Interrogé sur ce changement, un pharmacien confirme qu'il ne délivre plus le "Codoliprane (médicament antalgique combinant du paracétamol et de la codéine), ni aucun médicament contenant de la codéine, sans prescription médicale". Selon lui, "les pharmacies ont reçu une communication claire leur demandant de ne plus tolérer ce type de délivrance".
Une position confirmée par Amine Bouzoubaa, Secrétaire général de la Confédération des syndicats de pharmaciens. Contactée à ce sujet, il rappelle qu' "un médicament contenant de la codéine ne peut être délivré que sur ordonnance, dans la mesure où cette substance est un dérivé morphinique agissant directement sur le système nerveux central pour soulager la douleur." Il précise que ces médicaments sont toujours soumis à la réglementation applicable aux produits délivrés sur prescription médicale, encadrée par les dahirs de 1922 et 1974 relatifs aux produits vénéneux.
Un changement qui prend de court les patients habitués
Pour certains patients, ce durcissement bouleverse une habitude installée depuis longtemps.

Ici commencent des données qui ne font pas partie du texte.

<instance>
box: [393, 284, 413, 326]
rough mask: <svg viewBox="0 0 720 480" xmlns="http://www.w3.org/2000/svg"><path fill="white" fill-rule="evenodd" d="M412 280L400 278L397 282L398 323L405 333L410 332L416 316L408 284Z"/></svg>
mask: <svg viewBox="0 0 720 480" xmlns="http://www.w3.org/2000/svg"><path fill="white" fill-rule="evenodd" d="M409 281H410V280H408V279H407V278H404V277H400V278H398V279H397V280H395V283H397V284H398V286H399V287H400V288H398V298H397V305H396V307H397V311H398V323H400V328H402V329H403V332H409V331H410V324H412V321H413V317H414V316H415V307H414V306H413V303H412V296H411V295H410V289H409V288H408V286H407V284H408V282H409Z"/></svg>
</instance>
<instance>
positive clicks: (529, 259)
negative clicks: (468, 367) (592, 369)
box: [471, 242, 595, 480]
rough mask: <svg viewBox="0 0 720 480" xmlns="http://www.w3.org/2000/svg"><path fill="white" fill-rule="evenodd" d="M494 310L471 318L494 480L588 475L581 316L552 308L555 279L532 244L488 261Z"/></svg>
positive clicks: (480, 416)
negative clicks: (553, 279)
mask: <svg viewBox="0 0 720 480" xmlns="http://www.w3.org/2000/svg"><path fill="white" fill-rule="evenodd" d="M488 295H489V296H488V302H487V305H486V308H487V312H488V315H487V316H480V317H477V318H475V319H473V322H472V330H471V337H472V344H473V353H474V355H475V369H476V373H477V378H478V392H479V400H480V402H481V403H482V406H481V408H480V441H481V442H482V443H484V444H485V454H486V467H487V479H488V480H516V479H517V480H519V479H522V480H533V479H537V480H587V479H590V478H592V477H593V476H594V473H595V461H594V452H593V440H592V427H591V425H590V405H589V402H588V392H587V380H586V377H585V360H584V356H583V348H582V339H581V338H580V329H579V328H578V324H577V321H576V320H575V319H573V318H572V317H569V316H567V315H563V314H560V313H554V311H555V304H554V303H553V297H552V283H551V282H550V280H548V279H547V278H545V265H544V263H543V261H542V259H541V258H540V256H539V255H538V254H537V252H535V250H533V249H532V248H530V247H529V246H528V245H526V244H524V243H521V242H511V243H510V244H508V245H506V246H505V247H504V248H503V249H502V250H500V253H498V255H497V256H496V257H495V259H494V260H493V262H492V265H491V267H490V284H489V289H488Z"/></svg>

C'est le cas de Loubna, habituée à prendre du Codoliprane contre ses maux de tête, "le paracétamol seul ne parvenant pas à soulager ma douleur". En se rendant récemment en pharmacie, elle s'est vu répondre qu'une ordonnance était désormais exigée, l'obligeant à consulter un médecin avant de pouvoir se procurer son traitement habituel.
Ce témoignage illustre une réalité vécue par de nombreux Marocains qui, faute d'alternative efficace au paracétamol, s'étaient habitués à se procurer directement ce type d'antalgique en pharmacie, sans passer par une consultation médicale au préalable.
Pourquoi ce durcissement maintenant ?
Ce changement de pratique s'explique en grande partie par "le détournement de la codéine à des fins toxicomanes", a indiqué Bouzoubaa. Plusieurs personnes mal intentionnées ont en effet recours à ce type de médicaments pour des usages autres que thérapeutiques, ce qui pourrait exposé certains pharmaciens à des poursuites judiciaires après avoir délivré ces produits sans le savoir à des fins détournées.
À cela s'ajoute un risque sanitaire à part entière : un traitement prolongé à la codéine peut entraîner une dépendance, ce qui justifie, au-delà du seul cadre légal, une vigilance accrue de la part des professionnels de santé au moment de la délivrance.
En réalité, la codéine n'a donc jamais cessé, sur le plan légal, d'être une substance soumise à ordonnance. Ce qui change aujourd'hui, c'est que cette règle, longtemps appliquée avec souplesse, est désormais respectée à la lettre. Pour les patients concernés, la consultation médicale devient donc un passage obligé, même pour des douleurs récurrentes autrefois traitées directement en pharmacie.